For over half his life, Ken Vecchio has been on the bench coaching the Manitou Springs Mustangs. He’s a hard man to miss. He stands at 6-foot-10 and has a voice that can boom over any packed gym in the state.
He’s given so much of his life to one school and to one basketball team. And now he’s stepping aside.
Vecchio will not return as head coach of the Mustangs next year and will retire from teaching at the conclusion of this school year.
“I have a lot of time invested there, but I’ve been able to be around a lot of great kids, work with some great coaches and had some pretty good administrative people to work for,” Vecchio said. “I think I’ve had a pretty good time with it.”
Vecchio played his high school basketball at Trinidad. The coach at the time was Mike Vecchio. Not Ken’s dad, but rather his older brother. Mike ended up coaching and serving as the athletic director at Trinidad for more than 40 years.
After graduation, he took a scholarship to continue his basketball career at the University of Wyoming. He stayed in Wyoming for seven years after he finished his career with the Cowboys. He taught and coached at Hanna Elk Mountain High School and Saratoga High School before accepting the job as a social studies teacher and head boys basketball coach at Manitou Springs.
Coming into the job, he hoped to emulate the coaches he played for mainly because they were greatly influential on the way he developed as a basketball player and as a person.
“The people I still respect the most are the coaches I played for because they made me do things that I probably wouldn’t have just done on my own,” Vecchio said. “They made me do it their way and I think that made me a better player and made me learn more about the game. I really appreciate those guys. And even today, I can’t see those guys and not call them ‘Coach.’ They will always be ‘Coach’ to me. I won’t call them by their first name or anything else. Those guys were pretty influential on me.”
Not long after he took the job, a hotshot standout named Justin Armour came through the doors at Manitou. In 1991, his senior year, Armour helped Vecchio and the Mustangs reach the Class 3A Final 4. It would be the closest Vecchio would ever come to winning a state championship.
But he never felt like he needed that to be seen as a success. In an era where coaches might always be looking for a better job, or a better position elsewhere, Vecchio was always determined to live out his career with the Mustangs and help develop the kids in that district.
It didn’t matter if it was someone like Armour who would eventually play in the NFL or someone who’s athletic career would peak just with the Mustangs, if they improved in their time under Vecchio’s watch, he considered himself successful at what he was doing.

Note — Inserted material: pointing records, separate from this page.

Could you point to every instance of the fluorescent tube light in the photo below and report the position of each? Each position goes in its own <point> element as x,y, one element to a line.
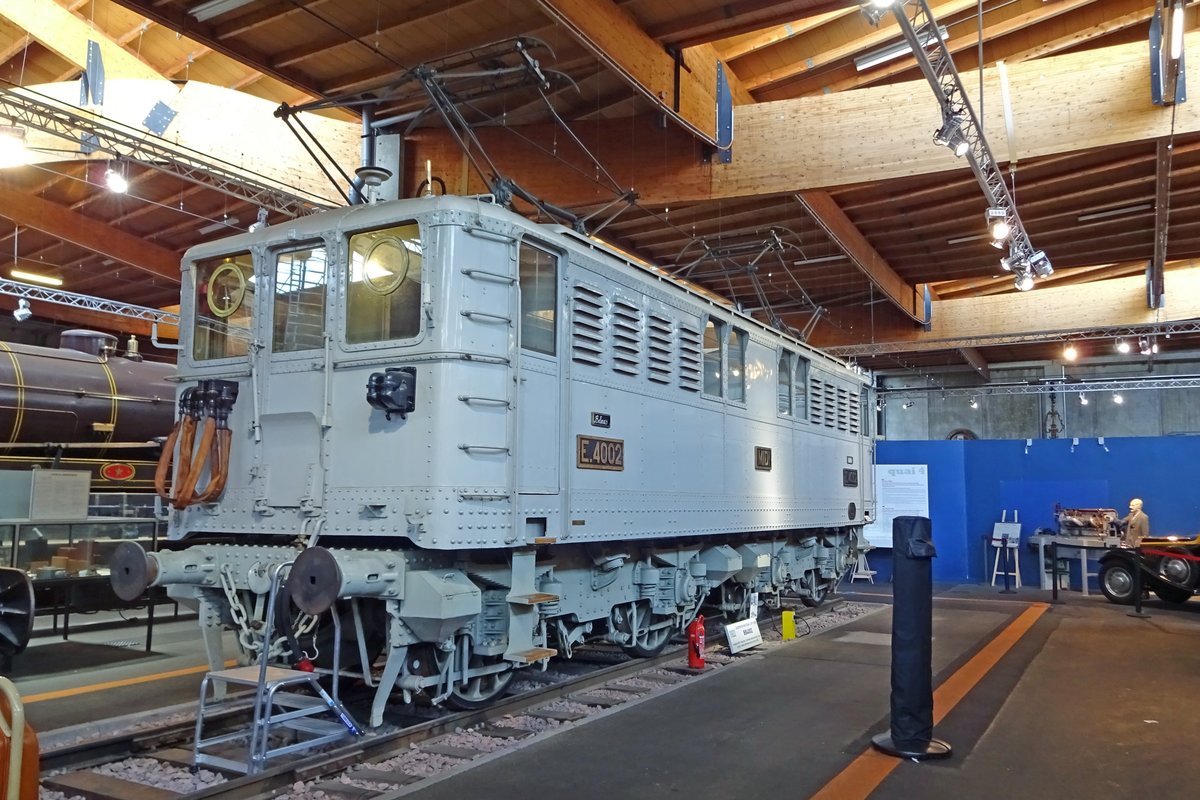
<point>34,277</point>
<point>1177,31</point>
<point>892,52</point>
<point>1115,212</point>
<point>207,11</point>
<point>220,224</point>
<point>817,260</point>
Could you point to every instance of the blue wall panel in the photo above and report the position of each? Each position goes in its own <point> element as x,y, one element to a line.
<point>972,482</point>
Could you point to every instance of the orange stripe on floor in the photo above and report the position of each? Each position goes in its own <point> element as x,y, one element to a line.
<point>865,773</point>
<point>117,684</point>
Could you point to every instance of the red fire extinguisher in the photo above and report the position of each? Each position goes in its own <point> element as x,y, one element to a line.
<point>696,644</point>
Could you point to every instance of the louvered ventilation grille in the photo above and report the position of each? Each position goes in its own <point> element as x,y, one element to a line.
<point>627,337</point>
<point>587,343</point>
<point>690,359</point>
<point>834,407</point>
<point>659,349</point>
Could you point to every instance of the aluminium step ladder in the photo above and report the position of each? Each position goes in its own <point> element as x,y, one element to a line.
<point>275,707</point>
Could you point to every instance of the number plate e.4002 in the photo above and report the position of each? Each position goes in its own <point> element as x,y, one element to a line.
<point>593,452</point>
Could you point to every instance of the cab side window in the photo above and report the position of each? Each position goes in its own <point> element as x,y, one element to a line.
<point>539,299</point>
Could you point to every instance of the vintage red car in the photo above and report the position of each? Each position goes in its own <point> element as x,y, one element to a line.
<point>1169,566</point>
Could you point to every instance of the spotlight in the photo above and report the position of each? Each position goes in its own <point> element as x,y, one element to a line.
<point>997,223</point>
<point>951,136</point>
<point>1012,263</point>
<point>873,13</point>
<point>875,10</point>
<point>1041,264</point>
<point>115,181</point>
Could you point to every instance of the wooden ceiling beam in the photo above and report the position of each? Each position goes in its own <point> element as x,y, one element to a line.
<point>735,18</point>
<point>91,234</point>
<point>67,36</point>
<point>1155,288</point>
<point>867,136</point>
<point>391,17</point>
<point>977,361</point>
<point>963,42</point>
<point>747,43</point>
<point>822,208</point>
<point>178,19</point>
<point>1050,311</point>
<point>265,14</point>
<point>840,38</point>
<point>685,90</point>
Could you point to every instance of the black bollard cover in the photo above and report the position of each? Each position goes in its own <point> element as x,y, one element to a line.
<point>912,643</point>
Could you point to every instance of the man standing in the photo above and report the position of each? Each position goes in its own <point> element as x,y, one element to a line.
<point>1134,525</point>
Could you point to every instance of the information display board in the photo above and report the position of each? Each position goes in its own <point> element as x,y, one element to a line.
<point>900,491</point>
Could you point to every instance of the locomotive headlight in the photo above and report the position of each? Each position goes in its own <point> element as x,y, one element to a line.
<point>385,265</point>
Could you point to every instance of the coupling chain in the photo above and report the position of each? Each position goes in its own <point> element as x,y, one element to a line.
<point>237,611</point>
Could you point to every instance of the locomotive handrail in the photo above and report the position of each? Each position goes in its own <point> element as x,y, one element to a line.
<point>486,401</point>
<point>484,233</point>
<point>487,317</point>
<point>490,276</point>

“I get the same satisfaction to see a guy improve as much as they do from the start of a season to the next as I do to see a guy go off and play in college,” he said.
One of the kids he got see go play in college was his own son, Brian. After graduating in 2001, Brian took a scholarship to play at what is now Colorado State University-Pueblo.
Brian would return to Manitou as a student-teacher and assistant basketball coach in 2005. Today he chairs the school’s physical education department and has sat next to his dad on that bench for every basketball season since.
“There is a ton of stuff that I used to have to do that he just did, and he got the guys ready to play,” Ken said. “It was a great gap between my age and the kids that were playing, and he fit right in there. They bought into everything that he talked about.”
Even if Ken doesn’t have a state championship banner to his name, he leaves Manitou as a winner. Counting his seven years in Wyoming, his career record stands at 516-317. He won his 500th game a year ago, in the opening round of the Tri-Peaks district tournament.
At Manitou alone, he went 455-272. That’s even taking into account a winless season in the early 1990’s. His 455 wins at Manitou will put at fifth all-time for wins at one school. He passed Rye’s Anthony Ribaudo, a friend of Vecchio’s off the court.
There’s no telling what the future holds for him beyond the conclusion of the school year in May. He’ll spend a lot of time playing golf and he knows there are things about basketball season that he’ll miss when next winter rolls around.
“The competitive part, the preparation part, game night,” Vecchio said. “Those were things I really looked forward to. It’ll be a little bit different watching games and stuff like that and see what it’s like to just be a fan and go from there.”
He would never say he’ll never coach again, but he’s content with his decision to walk away at this point of life. The competitive fire that he brought to Manitou boys basketball over the years could be seen in the way his kids played. There’s not a staff member at the high school that wouldn’t say Vecchio got his teams to overachieve in some years.
It was never to feed his own ego, it was always directed toward the kids. He never wanted them to be content with what they were able to do. He demanded they achieve more than what they thought they could do. That’s what made him fixture in the building.
“I wanted kids to know that I want them to achieve at their highest level,” Vecchio said. “I’m probably too competitive for that type of stuff, but that’s how I’ve been. I’ve always had people tell me that I’m too competitive. But that’s who I am.”
After 32 years of it, Manitou basketball has always been better because of that attitude. And with any luck, that mentality will stick around as Vecchio rides into the sunset.